Ned Winsett had those flashes of penetration; they were the most interesting
thing about him, and always made Archer wonder why they had allowed him to
accept failure so stolidly at an age when most men are still struggling.
Archer had known that Winsett had a wife and child, but he had never seen
them. The two men always met at the Century, or at some haunt of journalists
and theatrical people, such as the restaurant where Winsett had proposed to go
for a bock. He had given Archer to understand that his wife was an invalid;
which might be true of the poor lady, or might merely mean that she was lacking
in social gifts or in evening clothes, or in both. Winsett himself had a savage
abhorrence of social observances: Archer, who dressed in the evening because he
thought it cleaner and more comfortable to do so, and who had never stopped to
consider that cleanliness and comfort are two of the costliest items in a
modest budget, regarded Winsett's attitude as part of the boring
"Bohemian" pose that always made fashionable people, who changed
their clothes without talking about it, and were not forever harping on the
number of servants one kept, seem so much simpler and less self-conscious than
the others. Nevertheless, he was always stimulated by Winsett, and whenever he
caught sight of the journalist's lean bearded face and melancholy eyes he would
rout him out of his corner and carry him off for a long talk.

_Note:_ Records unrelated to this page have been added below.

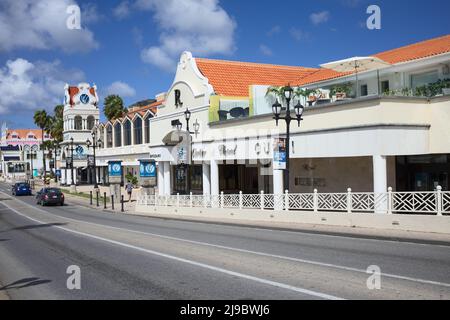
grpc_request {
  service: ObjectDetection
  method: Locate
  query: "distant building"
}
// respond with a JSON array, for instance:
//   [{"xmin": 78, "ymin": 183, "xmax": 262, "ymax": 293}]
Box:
[{"xmin": 0, "ymin": 123, "xmax": 51, "ymax": 178}]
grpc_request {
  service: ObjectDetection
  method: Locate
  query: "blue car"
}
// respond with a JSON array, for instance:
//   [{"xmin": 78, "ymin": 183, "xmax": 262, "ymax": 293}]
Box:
[{"xmin": 12, "ymin": 182, "xmax": 31, "ymax": 196}]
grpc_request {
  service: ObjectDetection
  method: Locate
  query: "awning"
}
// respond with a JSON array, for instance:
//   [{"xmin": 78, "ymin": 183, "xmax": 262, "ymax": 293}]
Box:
[
  {"xmin": 3, "ymin": 156, "xmax": 20, "ymax": 161},
  {"xmin": 162, "ymin": 130, "xmax": 188, "ymax": 146}
]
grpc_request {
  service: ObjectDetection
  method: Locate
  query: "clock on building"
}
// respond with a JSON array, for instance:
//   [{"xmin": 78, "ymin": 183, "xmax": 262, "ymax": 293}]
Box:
[{"xmin": 80, "ymin": 93, "xmax": 89, "ymax": 104}]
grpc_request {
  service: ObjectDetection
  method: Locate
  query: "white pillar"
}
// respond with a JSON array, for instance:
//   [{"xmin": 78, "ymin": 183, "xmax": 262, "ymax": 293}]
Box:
[
  {"xmin": 202, "ymin": 162, "xmax": 211, "ymax": 196},
  {"xmin": 158, "ymin": 161, "xmax": 164, "ymax": 196},
  {"xmin": 164, "ymin": 161, "xmax": 172, "ymax": 196},
  {"xmin": 273, "ymin": 169, "xmax": 284, "ymax": 195},
  {"xmin": 210, "ymin": 159, "xmax": 219, "ymax": 196},
  {"xmin": 372, "ymin": 155, "xmax": 387, "ymax": 193},
  {"xmin": 273, "ymin": 169, "xmax": 284, "ymax": 210},
  {"xmin": 372, "ymin": 155, "xmax": 387, "ymax": 213}
]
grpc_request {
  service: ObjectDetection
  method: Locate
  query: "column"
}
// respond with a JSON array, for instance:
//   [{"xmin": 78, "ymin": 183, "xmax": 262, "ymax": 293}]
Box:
[
  {"xmin": 273, "ymin": 169, "xmax": 284, "ymax": 195},
  {"xmin": 210, "ymin": 159, "xmax": 219, "ymax": 196},
  {"xmin": 372, "ymin": 155, "xmax": 387, "ymax": 213},
  {"xmin": 120, "ymin": 124, "xmax": 125, "ymax": 147},
  {"xmin": 202, "ymin": 162, "xmax": 211, "ymax": 196},
  {"xmin": 158, "ymin": 161, "xmax": 164, "ymax": 196},
  {"xmin": 273, "ymin": 169, "xmax": 284, "ymax": 210},
  {"xmin": 164, "ymin": 161, "xmax": 172, "ymax": 196},
  {"xmin": 130, "ymin": 121, "xmax": 136, "ymax": 146}
]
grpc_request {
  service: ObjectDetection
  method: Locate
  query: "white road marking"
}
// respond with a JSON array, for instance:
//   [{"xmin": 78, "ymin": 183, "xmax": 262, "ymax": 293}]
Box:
[
  {"xmin": 3, "ymin": 199, "xmax": 345, "ymax": 300},
  {"xmin": 2, "ymin": 190, "xmax": 450, "ymax": 288}
]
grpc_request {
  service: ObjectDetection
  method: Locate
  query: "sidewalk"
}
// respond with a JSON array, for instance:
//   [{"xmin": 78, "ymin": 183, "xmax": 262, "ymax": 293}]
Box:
[
  {"xmin": 128, "ymin": 211, "xmax": 450, "ymax": 246},
  {"xmin": 63, "ymin": 190, "xmax": 136, "ymax": 213}
]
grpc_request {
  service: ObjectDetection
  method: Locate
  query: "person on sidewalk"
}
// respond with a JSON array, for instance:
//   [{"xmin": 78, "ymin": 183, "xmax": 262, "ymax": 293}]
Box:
[{"xmin": 125, "ymin": 181, "xmax": 133, "ymax": 202}]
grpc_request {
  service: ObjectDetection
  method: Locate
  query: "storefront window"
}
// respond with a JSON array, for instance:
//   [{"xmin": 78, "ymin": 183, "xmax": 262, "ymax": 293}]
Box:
[
  {"xmin": 396, "ymin": 154, "xmax": 450, "ymax": 191},
  {"xmin": 106, "ymin": 125, "xmax": 112, "ymax": 148},
  {"xmin": 114, "ymin": 122, "xmax": 122, "ymax": 147},
  {"xmin": 144, "ymin": 116, "xmax": 150, "ymax": 143},
  {"xmin": 123, "ymin": 120, "xmax": 131, "ymax": 146},
  {"xmin": 134, "ymin": 117, "xmax": 142, "ymax": 144}
]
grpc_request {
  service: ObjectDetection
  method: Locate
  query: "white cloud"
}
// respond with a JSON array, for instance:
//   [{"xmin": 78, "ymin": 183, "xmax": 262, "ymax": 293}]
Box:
[
  {"xmin": 0, "ymin": 58, "xmax": 84, "ymax": 114},
  {"xmin": 113, "ymin": 1, "xmax": 130, "ymax": 20},
  {"xmin": 135, "ymin": 0, "xmax": 236, "ymax": 71},
  {"xmin": 289, "ymin": 27, "xmax": 309, "ymax": 41},
  {"xmin": 341, "ymin": 0, "xmax": 362, "ymax": 8},
  {"xmin": 0, "ymin": 0, "xmax": 98, "ymax": 52},
  {"xmin": 309, "ymin": 11, "xmax": 330, "ymax": 25},
  {"xmin": 259, "ymin": 44, "xmax": 273, "ymax": 56},
  {"xmin": 105, "ymin": 81, "xmax": 136, "ymax": 97},
  {"xmin": 267, "ymin": 26, "xmax": 281, "ymax": 37}
]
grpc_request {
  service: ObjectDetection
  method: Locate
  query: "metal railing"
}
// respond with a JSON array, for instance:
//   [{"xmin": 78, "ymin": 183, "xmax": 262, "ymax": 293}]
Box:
[{"xmin": 137, "ymin": 186, "xmax": 450, "ymax": 215}]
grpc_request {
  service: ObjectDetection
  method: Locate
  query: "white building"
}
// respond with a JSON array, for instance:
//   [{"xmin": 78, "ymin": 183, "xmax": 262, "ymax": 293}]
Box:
[
  {"xmin": 93, "ymin": 36, "xmax": 450, "ymax": 195},
  {"xmin": 60, "ymin": 83, "xmax": 100, "ymax": 184},
  {"xmin": 0, "ymin": 123, "xmax": 54, "ymax": 180}
]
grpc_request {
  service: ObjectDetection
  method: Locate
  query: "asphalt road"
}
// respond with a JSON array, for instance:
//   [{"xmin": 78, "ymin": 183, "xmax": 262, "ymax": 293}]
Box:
[{"xmin": 0, "ymin": 183, "xmax": 450, "ymax": 299}]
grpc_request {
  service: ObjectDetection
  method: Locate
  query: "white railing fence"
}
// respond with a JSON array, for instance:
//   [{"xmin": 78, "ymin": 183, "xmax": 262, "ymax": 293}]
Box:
[{"xmin": 137, "ymin": 186, "xmax": 450, "ymax": 215}]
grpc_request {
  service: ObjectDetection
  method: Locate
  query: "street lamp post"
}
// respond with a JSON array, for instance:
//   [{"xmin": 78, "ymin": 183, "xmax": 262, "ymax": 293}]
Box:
[
  {"xmin": 70, "ymin": 137, "xmax": 75, "ymax": 186},
  {"xmin": 272, "ymin": 86, "xmax": 305, "ymax": 190},
  {"xmin": 176, "ymin": 107, "xmax": 200, "ymax": 194},
  {"xmin": 53, "ymin": 140, "xmax": 59, "ymax": 182},
  {"xmin": 86, "ymin": 132, "xmax": 102, "ymax": 189}
]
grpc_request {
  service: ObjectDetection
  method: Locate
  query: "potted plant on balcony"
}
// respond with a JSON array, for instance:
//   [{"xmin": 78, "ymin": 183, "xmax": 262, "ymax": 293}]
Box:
[
  {"xmin": 330, "ymin": 82, "xmax": 352, "ymax": 100},
  {"xmin": 294, "ymin": 88, "xmax": 318, "ymax": 106}
]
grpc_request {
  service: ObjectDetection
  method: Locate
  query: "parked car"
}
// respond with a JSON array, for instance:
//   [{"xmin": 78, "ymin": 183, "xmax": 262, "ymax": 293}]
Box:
[
  {"xmin": 36, "ymin": 188, "xmax": 64, "ymax": 206},
  {"xmin": 11, "ymin": 182, "xmax": 31, "ymax": 196}
]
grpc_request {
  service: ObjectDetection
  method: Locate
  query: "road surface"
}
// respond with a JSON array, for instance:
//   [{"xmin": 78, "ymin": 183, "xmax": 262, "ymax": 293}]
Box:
[{"xmin": 0, "ymin": 183, "xmax": 450, "ymax": 300}]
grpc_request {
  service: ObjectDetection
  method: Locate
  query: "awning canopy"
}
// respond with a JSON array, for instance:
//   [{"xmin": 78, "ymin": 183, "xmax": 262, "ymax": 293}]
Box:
[
  {"xmin": 162, "ymin": 130, "xmax": 189, "ymax": 146},
  {"xmin": 3, "ymin": 156, "xmax": 20, "ymax": 161},
  {"xmin": 320, "ymin": 57, "xmax": 391, "ymax": 72}
]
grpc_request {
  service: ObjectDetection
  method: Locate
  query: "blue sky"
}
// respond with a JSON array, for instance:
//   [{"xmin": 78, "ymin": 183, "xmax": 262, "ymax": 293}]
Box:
[{"xmin": 0, "ymin": 0, "xmax": 450, "ymax": 128}]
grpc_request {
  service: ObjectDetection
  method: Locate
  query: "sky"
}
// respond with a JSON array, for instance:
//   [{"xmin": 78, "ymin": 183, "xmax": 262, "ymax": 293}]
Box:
[{"xmin": 0, "ymin": 0, "xmax": 450, "ymax": 128}]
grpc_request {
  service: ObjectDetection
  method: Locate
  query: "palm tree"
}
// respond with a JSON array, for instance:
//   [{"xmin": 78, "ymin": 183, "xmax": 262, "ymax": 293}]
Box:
[
  {"xmin": 33, "ymin": 110, "xmax": 50, "ymax": 182},
  {"xmin": 103, "ymin": 94, "xmax": 128, "ymax": 120},
  {"xmin": 50, "ymin": 105, "xmax": 64, "ymax": 142}
]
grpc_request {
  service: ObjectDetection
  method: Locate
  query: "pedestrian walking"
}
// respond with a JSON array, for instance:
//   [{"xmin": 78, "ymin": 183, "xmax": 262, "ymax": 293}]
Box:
[{"xmin": 125, "ymin": 181, "xmax": 133, "ymax": 202}]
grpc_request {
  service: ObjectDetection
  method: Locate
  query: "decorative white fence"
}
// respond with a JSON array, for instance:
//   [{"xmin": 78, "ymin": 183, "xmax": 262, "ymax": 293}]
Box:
[{"xmin": 137, "ymin": 186, "xmax": 450, "ymax": 215}]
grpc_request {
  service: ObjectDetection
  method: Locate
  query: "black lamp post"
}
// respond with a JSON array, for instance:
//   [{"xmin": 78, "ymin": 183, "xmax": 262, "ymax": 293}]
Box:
[
  {"xmin": 272, "ymin": 86, "xmax": 305, "ymax": 190},
  {"xmin": 69, "ymin": 138, "xmax": 75, "ymax": 186},
  {"xmin": 29, "ymin": 147, "xmax": 37, "ymax": 179},
  {"xmin": 176, "ymin": 107, "xmax": 200, "ymax": 194},
  {"xmin": 86, "ymin": 132, "xmax": 102, "ymax": 189},
  {"xmin": 53, "ymin": 140, "xmax": 59, "ymax": 182}
]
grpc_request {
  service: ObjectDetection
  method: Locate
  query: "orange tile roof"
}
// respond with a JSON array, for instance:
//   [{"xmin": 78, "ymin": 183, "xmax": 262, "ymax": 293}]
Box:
[
  {"xmin": 6, "ymin": 129, "xmax": 47, "ymax": 140},
  {"xmin": 195, "ymin": 58, "xmax": 318, "ymax": 97},
  {"xmin": 375, "ymin": 34, "xmax": 450, "ymax": 64},
  {"xmin": 300, "ymin": 35, "xmax": 450, "ymax": 85},
  {"xmin": 195, "ymin": 35, "xmax": 450, "ymax": 90}
]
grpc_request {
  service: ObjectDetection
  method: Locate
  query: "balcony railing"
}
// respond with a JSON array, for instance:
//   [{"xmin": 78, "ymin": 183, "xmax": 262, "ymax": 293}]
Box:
[{"xmin": 137, "ymin": 186, "xmax": 450, "ymax": 216}]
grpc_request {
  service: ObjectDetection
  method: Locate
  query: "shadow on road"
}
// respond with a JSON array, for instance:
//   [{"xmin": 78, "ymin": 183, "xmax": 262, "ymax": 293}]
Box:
[
  {"xmin": 0, "ymin": 222, "xmax": 67, "ymax": 233},
  {"xmin": 0, "ymin": 277, "xmax": 52, "ymax": 291}
]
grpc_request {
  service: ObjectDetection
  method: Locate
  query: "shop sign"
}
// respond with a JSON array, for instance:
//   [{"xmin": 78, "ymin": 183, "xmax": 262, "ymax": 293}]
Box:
[
  {"xmin": 139, "ymin": 160, "xmax": 156, "ymax": 187},
  {"xmin": 139, "ymin": 160, "xmax": 156, "ymax": 178},
  {"xmin": 273, "ymin": 138, "xmax": 287, "ymax": 170},
  {"xmin": 108, "ymin": 161, "xmax": 122, "ymax": 177},
  {"xmin": 174, "ymin": 134, "xmax": 191, "ymax": 165},
  {"xmin": 87, "ymin": 155, "xmax": 95, "ymax": 168},
  {"xmin": 219, "ymin": 144, "xmax": 237, "ymax": 156}
]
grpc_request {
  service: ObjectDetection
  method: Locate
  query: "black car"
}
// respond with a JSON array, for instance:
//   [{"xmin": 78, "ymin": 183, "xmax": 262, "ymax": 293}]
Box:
[
  {"xmin": 36, "ymin": 188, "xmax": 64, "ymax": 206},
  {"xmin": 11, "ymin": 182, "xmax": 31, "ymax": 196}
]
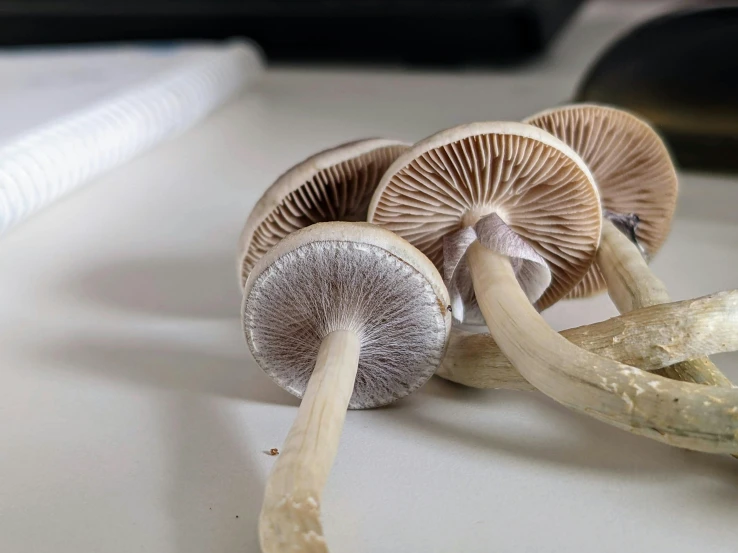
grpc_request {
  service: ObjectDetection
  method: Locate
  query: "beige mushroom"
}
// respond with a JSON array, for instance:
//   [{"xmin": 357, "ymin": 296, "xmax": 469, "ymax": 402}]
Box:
[
  {"xmin": 369, "ymin": 123, "xmax": 738, "ymax": 453},
  {"xmin": 526, "ymin": 104, "xmax": 732, "ymax": 387},
  {"xmin": 243, "ymin": 222, "xmax": 451, "ymax": 553},
  {"xmin": 238, "ymin": 138, "xmax": 409, "ymax": 287},
  {"xmin": 436, "ymin": 290, "xmax": 738, "ymax": 391}
]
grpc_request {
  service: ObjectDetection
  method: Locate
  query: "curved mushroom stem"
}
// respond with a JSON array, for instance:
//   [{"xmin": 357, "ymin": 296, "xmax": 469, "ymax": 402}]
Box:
[
  {"xmin": 467, "ymin": 242, "xmax": 738, "ymax": 453},
  {"xmin": 259, "ymin": 331, "xmax": 360, "ymax": 553},
  {"xmin": 436, "ymin": 290, "xmax": 738, "ymax": 391},
  {"xmin": 597, "ymin": 219, "xmax": 733, "ymax": 388}
]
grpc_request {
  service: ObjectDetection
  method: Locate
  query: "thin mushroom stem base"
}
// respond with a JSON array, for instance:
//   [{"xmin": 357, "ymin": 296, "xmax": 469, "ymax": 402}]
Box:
[
  {"xmin": 436, "ymin": 290, "xmax": 738, "ymax": 391},
  {"xmin": 467, "ymin": 242, "xmax": 738, "ymax": 453},
  {"xmin": 259, "ymin": 331, "xmax": 360, "ymax": 553},
  {"xmin": 597, "ymin": 219, "xmax": 733, "ymax": 387}
]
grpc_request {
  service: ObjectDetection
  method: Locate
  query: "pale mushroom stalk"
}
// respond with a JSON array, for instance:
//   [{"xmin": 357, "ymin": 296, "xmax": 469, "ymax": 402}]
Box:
[
  {"xmin": 243, "ymin": 222, "xmax": 451, "ymax": 553},
  {"xmin": 468, "ymin": 242, "xmax": 738, "ymax": 453},
  {"xmin": 369, "ymin": 123, "xmax": 738, "ymax": 453},
  {"xmin": 526, "ymin": 104, "xmax": 732, "ymax": 387},
  {"xmin": 259, "ymin": 330, "xmax": 360, "ymax": 553},
  {"xmin": 597, "ymin": 219, "xmax": 733, "ymax": 388},
  {"xmin": 436, "ymin": 290, "xmax": 738, "ymax": 391}
]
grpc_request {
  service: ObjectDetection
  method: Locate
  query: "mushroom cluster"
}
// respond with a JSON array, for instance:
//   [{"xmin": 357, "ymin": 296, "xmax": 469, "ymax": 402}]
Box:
[{"xmin": 238, "ymin": 105, "xmax": 738, "ymax": 553}]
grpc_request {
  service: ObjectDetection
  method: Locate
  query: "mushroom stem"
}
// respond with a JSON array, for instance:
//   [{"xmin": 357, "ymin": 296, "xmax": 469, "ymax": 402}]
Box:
[
  {"xmin": 259, "ymin": 330, "xmax": 360, "ymax": 553},
  {"xmin": 436, "ymin": 290, "xmax": 738, "ymax": 391},
  {"xmin": 467, "ymin": 242, "xmax": 738, "ymax": 453},
  {"xmin": 597, "ymin": 219, "xmax": 733, "ymax": 388}
]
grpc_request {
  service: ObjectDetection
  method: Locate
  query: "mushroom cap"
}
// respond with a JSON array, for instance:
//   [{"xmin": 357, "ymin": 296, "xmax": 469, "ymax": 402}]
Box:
[
  {"xmin": 526, "ymin": 104, "xmax": 678, "ymax": 298},
  {"xmin": 242, "ymin": 222, "xmax": 451, "ymax": 409},
  {"xmin": 368, "ymin": 122, "xmax": 602, "ymax": 310},
  {"xmin": 238, "ymin": 138, "xmax": 409, "ymax": 286}
]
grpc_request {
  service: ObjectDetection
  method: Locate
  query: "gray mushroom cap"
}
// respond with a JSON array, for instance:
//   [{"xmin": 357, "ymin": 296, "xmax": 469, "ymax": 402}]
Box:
[{"xmin": 243, "ymin": 222, "xmax": 451, "ymax": 409}]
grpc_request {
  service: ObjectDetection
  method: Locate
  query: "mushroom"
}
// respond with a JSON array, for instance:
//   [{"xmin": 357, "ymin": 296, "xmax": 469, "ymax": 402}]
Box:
[
  {"xmin": 526, "ymin": 104, "xmax": 732, "ymax": 387},
  {"xmin": 238, "ymin": 138, "xmax": 409, "ymax": 288},
  {"xmin": 436, "ymin": 290, "xmax": 738, "ymax": 391},
  {"xmin": 243, "ymin": 222, "xmax": 451, "ymax": 553},
  {"xmin": 369, "ymin": 122, "xmax": 738, "ymax": 453}
]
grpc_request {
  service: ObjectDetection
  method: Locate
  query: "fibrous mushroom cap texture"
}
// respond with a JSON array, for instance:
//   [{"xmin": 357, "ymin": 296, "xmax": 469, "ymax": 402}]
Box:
[
  {"xmin": 526, "ymin": 104, "xmax": 678, "ymax": 298},
  {"xmin": 239, "ymin": 138, "xmax": 409, "ymax": 286},
  {"xmin": 369, "ymin": 122, "xmax": 602, "ymax": 309},
  {"xmin": 243, "ymin": 222, "xmax": 451, "ymax": 409}
]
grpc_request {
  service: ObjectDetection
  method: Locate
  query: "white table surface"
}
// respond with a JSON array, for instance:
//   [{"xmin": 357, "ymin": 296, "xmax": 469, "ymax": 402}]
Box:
[{"xmin": 0, "ymin": 2, "xmax": 738, "ymax": 553}]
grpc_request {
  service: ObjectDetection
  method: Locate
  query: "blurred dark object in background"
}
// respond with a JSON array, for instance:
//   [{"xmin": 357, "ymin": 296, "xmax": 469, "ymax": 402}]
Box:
[
  {"xmin": 575, "ymin": 6, "xmax": 738, "ymax": 173},
  {"xmin": 0, "ymin": 0, "xmax": 583, "ymax": 65}
]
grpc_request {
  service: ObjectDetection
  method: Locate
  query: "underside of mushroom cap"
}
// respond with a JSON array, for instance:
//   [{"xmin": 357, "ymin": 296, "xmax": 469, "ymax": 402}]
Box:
[
  {"xmin": 368, "ymin": 122, "xmax": 602, "ymax": 309},
  {"xmin": 239, "ymin": 138, "xmax": 409, "ymax": 286},
  {"xmin": 526, "ymin": 104, "xmax": 678, "ymax": 298},
  {"xmin": 243, "ymin": 223, "xmax": 451, "ymax": 409}
]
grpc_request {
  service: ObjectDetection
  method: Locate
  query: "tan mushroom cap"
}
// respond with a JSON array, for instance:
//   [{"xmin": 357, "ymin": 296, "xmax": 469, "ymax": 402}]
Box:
[
  {"xmin": 238, "ymin": 138, "xmax": 409, "ymax": 286},
  {"xmin": 526, "ymin": 104, "xmax": 678, "ymax": 298},
  {"xmin": 242, "ymin": 222, "xmax": 451, "ymax": 409},
  {"xmin": 368, "ymin": 122, "xmax": 602, "ymax": 309}
]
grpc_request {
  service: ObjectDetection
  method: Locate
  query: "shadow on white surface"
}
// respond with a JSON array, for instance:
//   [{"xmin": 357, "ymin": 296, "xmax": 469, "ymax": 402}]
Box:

Winsett was not a journalist by choice. He was a pure man of letters,
untimely born in a world that had no need of letters; but after publishing one
volume of brief and exquisite literary appreciations, of which one hundred and
twenty copies were sold, thirty given away, and the balance eventually
destroyed by the publishers (as per contract) to make room for more marketable
material, he had abandoned his real calling, and taken a sub-editorial job on a
women's weekly, where fashionplates and paper patterns alternated with New England
love-stories and advertisements of temperance drinks.
On the subject of "Hearth-fires" (as the paper was called) he was
inexhaustibly entertaining; but beneath his fun lurked the sterile bitterness
of the still young man who has tried and given up. His conversation always made
Archer take the measure of his own life, and feel how little it contained; but
Winsett's, after all, contained still less, and though their common fund of
intellectual interests and curiosities made their talks exhilarating, their
exchange of views usually remained within the limits of a pensive dilettantism.